Profile: rnesser

Personal background
Located in San Diego but shortly moving to Portland, Oregon, I'm a security software consultant for a top 5 software firm, where I've consulted, demonstrated, & implemented security products for auto industry, government, healthcare, & banking customers throughout the US.

Past work includes sys admin, military intelligence, and aircraft maintenance.

My hobbies are devouring materials on information security, IT, & history (esp. intelligence & military); homebrewing (admittedly 3 yrs absentee :( ); spending time with my 2 toddler girls; and "pissing off the clergy", or at least their followers.
Thoughts about SETI and SETI@home
Answer to Q1: as soon as I heard of it a couple years ago
" Q2: success would mean the most profound discovery in human history
" Q3: in line with the "if not it'd be an awful waste of space" theory, there has to be. There just can't not be other life out there. Even statistically it's almost a truism.
Will we discover them (if we haven't already)? Probably. Eventually. In my lifetime? Don't think so.
Yes, we should do everything we possibly can without bankrupting any societies to find ET life.
The benefits & dangers are obvious: depends on (1) the ET & (2) how the average human lemming reacts.
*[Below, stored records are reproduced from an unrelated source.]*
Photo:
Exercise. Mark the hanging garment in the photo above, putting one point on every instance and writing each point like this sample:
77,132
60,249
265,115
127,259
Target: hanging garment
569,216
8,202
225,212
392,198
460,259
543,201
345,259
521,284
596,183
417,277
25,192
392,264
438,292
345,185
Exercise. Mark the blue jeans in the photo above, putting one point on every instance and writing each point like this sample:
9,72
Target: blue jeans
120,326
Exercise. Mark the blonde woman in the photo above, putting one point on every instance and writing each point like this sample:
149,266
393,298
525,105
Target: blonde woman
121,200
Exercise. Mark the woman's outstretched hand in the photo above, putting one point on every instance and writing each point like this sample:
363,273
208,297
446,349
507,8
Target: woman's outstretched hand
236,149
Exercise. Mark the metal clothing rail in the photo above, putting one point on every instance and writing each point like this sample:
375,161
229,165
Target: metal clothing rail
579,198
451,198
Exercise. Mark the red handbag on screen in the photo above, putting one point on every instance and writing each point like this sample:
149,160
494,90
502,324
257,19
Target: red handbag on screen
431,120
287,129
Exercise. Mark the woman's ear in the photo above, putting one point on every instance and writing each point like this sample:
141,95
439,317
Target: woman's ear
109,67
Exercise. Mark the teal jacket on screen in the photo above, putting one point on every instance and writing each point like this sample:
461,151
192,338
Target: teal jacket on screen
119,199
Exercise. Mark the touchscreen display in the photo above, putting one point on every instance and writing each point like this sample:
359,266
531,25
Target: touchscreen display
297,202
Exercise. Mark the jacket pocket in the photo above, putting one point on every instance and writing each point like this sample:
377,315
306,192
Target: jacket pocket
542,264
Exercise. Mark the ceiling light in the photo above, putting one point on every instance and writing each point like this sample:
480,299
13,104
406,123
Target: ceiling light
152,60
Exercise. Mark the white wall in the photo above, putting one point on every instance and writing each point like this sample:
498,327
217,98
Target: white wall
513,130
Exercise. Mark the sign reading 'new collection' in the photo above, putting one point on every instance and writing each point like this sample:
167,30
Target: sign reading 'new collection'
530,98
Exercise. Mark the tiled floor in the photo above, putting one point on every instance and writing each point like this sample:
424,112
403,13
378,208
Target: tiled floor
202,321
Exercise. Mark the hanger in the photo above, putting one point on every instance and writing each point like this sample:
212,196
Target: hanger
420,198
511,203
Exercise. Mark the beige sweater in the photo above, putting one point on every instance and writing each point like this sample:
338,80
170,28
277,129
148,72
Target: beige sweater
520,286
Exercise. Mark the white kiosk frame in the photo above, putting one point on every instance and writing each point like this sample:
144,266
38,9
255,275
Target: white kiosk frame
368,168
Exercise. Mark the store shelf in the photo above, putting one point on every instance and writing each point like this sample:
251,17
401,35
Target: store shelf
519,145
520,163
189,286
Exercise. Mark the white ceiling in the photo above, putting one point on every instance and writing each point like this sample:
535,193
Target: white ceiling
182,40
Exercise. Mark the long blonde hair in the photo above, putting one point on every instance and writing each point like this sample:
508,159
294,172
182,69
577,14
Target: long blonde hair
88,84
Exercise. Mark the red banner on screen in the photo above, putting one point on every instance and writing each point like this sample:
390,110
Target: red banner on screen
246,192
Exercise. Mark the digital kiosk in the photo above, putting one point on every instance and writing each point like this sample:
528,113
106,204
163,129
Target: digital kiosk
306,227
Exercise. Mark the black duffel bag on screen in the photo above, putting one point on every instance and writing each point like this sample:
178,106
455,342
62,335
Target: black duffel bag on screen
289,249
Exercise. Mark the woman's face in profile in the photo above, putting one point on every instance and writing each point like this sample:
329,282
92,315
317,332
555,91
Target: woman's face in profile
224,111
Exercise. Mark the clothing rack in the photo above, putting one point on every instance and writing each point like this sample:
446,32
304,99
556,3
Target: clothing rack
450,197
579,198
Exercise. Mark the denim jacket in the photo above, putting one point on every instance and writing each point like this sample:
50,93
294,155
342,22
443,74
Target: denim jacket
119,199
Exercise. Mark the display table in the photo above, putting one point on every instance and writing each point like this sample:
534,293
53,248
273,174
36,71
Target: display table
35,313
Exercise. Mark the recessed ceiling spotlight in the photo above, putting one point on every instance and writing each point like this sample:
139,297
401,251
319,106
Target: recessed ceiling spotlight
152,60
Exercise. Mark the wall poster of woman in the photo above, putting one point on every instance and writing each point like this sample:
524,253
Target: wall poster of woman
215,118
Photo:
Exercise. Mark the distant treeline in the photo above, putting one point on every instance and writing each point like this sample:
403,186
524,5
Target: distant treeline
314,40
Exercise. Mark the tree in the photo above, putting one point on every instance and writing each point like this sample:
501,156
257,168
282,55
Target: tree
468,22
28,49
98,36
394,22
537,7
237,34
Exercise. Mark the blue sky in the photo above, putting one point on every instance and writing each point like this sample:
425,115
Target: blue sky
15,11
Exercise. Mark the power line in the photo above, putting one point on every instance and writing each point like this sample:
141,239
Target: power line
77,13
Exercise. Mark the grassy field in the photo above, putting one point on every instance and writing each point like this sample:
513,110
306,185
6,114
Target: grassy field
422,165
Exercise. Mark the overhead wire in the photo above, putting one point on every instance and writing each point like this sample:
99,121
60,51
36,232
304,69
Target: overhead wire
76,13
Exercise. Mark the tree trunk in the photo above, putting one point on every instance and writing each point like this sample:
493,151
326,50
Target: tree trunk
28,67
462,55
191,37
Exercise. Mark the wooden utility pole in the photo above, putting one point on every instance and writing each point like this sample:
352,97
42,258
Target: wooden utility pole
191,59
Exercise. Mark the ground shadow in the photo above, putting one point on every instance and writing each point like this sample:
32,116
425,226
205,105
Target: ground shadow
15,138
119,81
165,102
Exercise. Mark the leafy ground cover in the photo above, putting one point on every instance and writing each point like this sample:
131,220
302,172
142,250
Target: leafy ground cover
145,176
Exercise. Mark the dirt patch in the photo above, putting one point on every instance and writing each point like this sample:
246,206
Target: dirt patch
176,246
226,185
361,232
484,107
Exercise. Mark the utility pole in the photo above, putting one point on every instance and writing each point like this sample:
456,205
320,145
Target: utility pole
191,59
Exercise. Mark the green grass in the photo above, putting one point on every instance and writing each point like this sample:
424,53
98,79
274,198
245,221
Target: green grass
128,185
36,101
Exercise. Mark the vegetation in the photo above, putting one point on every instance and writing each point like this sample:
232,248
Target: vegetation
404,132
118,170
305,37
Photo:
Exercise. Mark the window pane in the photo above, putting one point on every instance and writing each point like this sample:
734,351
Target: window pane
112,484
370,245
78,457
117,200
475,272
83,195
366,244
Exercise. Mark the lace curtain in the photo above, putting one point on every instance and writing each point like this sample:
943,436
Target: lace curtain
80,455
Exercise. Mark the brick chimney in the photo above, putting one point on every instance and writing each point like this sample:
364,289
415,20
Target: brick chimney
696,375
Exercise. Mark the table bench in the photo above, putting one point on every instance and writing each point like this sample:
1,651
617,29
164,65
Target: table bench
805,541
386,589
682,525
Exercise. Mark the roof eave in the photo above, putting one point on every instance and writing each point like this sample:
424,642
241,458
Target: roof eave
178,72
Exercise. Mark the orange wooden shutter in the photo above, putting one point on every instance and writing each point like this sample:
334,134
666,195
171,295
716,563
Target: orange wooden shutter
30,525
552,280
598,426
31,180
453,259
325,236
Is the ET bent on 'clearing the way for an intergalactic freeway' (support Towel Day!!!), or is it peaceful? From our side, 'a person is smart but people are stupid' is an appropriate starting point. The biggest danger is all the Jesus freaks going ballistic with an intergalactic crusade based on some BS reasoning (or lack thereof) that since ET's not mentioned in the Bible it must therefore be an agent of the Devil (capitalized purely for incendiary effect ;> ). After all, more human blood has been spilled in the name of religion than anything else.